As a baseline reference for the average natural gas price, the FRAMES study used USD6 per million British thermal units (BTU), which was the approximate price in markets such as Europe as recently as last spring before the recent price surge. That was also the price used in a recent Urenco/Aurora study of the UK market in the year 2050, Decarbonising Hydrogen in a Net Zero Economy, which showed that nuclear energy partnered with renewables can lower the overall system costs of hydrogen production.

"This shift happens at natural gas costs that are substantially lower - around USD10-15 per million British thermal units - than those observed in recent days in the European Union, United Kingdom and parts of Asia," said Francesco Ganda, an IAEA nuclear engineer who conducted the study, referring to recent record high spot prices in these markets of between USD35 and USD40 per million BTU, a globally used measure for the energy content of natural gas.

When natural gas prices rise above USD20 per million BTU, the FRAMES study showed that the optimal method of hydrogen production becomes a mix of electrolysis-produced hydrogen from electricity supplied by a combination of renewables and conventional nuclear power plants and thermal processes that can eventually be supplied by advanced high-temperature reactors.

FRAMES, which is still under development, is currently being used for internal IAEA analyses of integrated energy systems.

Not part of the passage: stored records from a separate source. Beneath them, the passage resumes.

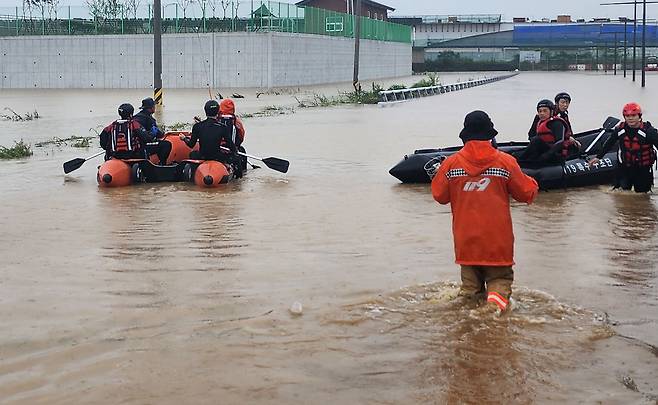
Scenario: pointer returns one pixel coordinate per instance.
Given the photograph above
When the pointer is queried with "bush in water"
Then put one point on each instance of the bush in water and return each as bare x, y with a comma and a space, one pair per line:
19, 150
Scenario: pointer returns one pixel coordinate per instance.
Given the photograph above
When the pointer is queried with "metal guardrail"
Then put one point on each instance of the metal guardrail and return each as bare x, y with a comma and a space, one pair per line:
391, 96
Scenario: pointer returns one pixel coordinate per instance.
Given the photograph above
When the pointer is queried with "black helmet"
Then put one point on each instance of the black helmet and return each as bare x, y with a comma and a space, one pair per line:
212, 108
126, 110
562, 96
148, 103
546, 103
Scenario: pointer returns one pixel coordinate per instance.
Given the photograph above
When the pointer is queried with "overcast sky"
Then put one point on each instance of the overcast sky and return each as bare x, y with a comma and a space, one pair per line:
509, 8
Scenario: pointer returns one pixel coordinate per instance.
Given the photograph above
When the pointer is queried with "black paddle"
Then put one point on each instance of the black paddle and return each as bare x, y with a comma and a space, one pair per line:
75, 164
273, 163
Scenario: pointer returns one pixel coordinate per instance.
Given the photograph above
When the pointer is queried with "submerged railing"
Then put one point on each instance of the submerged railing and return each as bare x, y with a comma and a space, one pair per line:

It provides quantitative analyses on nuclear power's potential benefits to present and future electricity systems, which is of particular interest for countries pursuing or considering nuclear power as part of their solution to meet net-zero goals.

The model evaluates short- and long-term impacts on overall carbon emissions, structure of the generation mix and cost of electricity provision, which helps to inform the economic impacts of achieving various CO2 emission targets. Additionally, FRAMES can support technical analyses involving the optimal grid integration of advanced nuclear technologies - such as small modular reactors, microreactors and fast reactors - as well as non-electric applications of nuclear energy.

The FRAMES study comes ahead of the COP26 climate change conference, where the IAEA will hold several events to underscore nuclear energy's contribution to achieving the goals of the Paris Agreement and Agenda 2030 for Sustainable Development. It said clean hydrogen is increasingly seen as having a key role in the clean energy transition as part of a reliable low-carbon energy mix.